私がとても恩義を感じ、尊敬していたある人物のために、麻雀の賭場を開いて汚い手口で荒稼ぎしていた新興のヤクザ組織に、麻雀で闘いを挑んだことがあった。
場に出てきた相手方の打ち手は、2人の裏プロだった。こちらについているのは、私の同僚でそこそこ麻雀が打てる素人だった。
相手の裏プロはグルだった。1人は賭場を開いている金バッジをつけたヤクザ組織の幹部、もう1人は雀クマ(雀荘を転々とし、素人を食い物にして稼ぐ裏プロ)。予想していたことだが、彼らはお互いにサインを送り合うなど裏の手を露骨に使ってくる。

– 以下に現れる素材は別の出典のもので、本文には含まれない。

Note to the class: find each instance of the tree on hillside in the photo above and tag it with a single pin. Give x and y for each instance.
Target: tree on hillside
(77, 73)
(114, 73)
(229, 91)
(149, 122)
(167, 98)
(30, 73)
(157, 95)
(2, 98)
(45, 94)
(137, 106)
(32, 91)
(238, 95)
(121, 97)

だが、そんなことはおかまいなしに、流れをつかんだ私は2回戦でトップになり、5回戦までその座を渡すことはなかった。
5回戦が終わった段階でこのままでは負けてしまうと思ったのだろう、険しい顔をした2人組は休憩を取ろうというなり立ち上がり、私を強引に地下の倉庫に連れ込んだ。
そこには金バッジの兄貴分と思われる男がいた。金バッジは「お前、クマ公だろ!」とすごみながら、日本刀を私の頬に当ててきた。
「生きて帰りたいなら負けろ。勝ったら殺す」
そういわれても動じない私を見て、一層興奮した金バッジが、いきなり私の左手小指を思い切りねじりあげた。
激痛が走った私は「この野郎!」とばかり、金バッジにつかみかかろうとしたが、日本刀を頬にぐいっと押し付けられた。兄貴分は「わかったな」という目で私を威嚇し、「次は指一本じゃすまねえぞ」と捨てゼリフを吐いて倉庫から出て行った。
そんな状況の中で6回戦が始まった。指はずきずきと痛み出し、両手を使っての積み込みはとてもできる状態ではなかった。
だが、脅されても私の腹は決まっていた。汚い手を使った連中に負けるくらいなら死んだほうがましだと。中断を挟んでも、勝負の流れは変わっていなかった。
そのとき、突然チクリと背中に痛みが走った。どうやら背中に日本刀の切っ先を突きつけられたのだ。それでも私は構わず打ち続けた。
8回戦に入り、私がツモ和りしたとき、我慢もここまでと金バッジが私の背後にいる男に鋭く目配せした。一緒に卓を囲んでいた私の同僚が、驚いたように後ろに飛びのいた。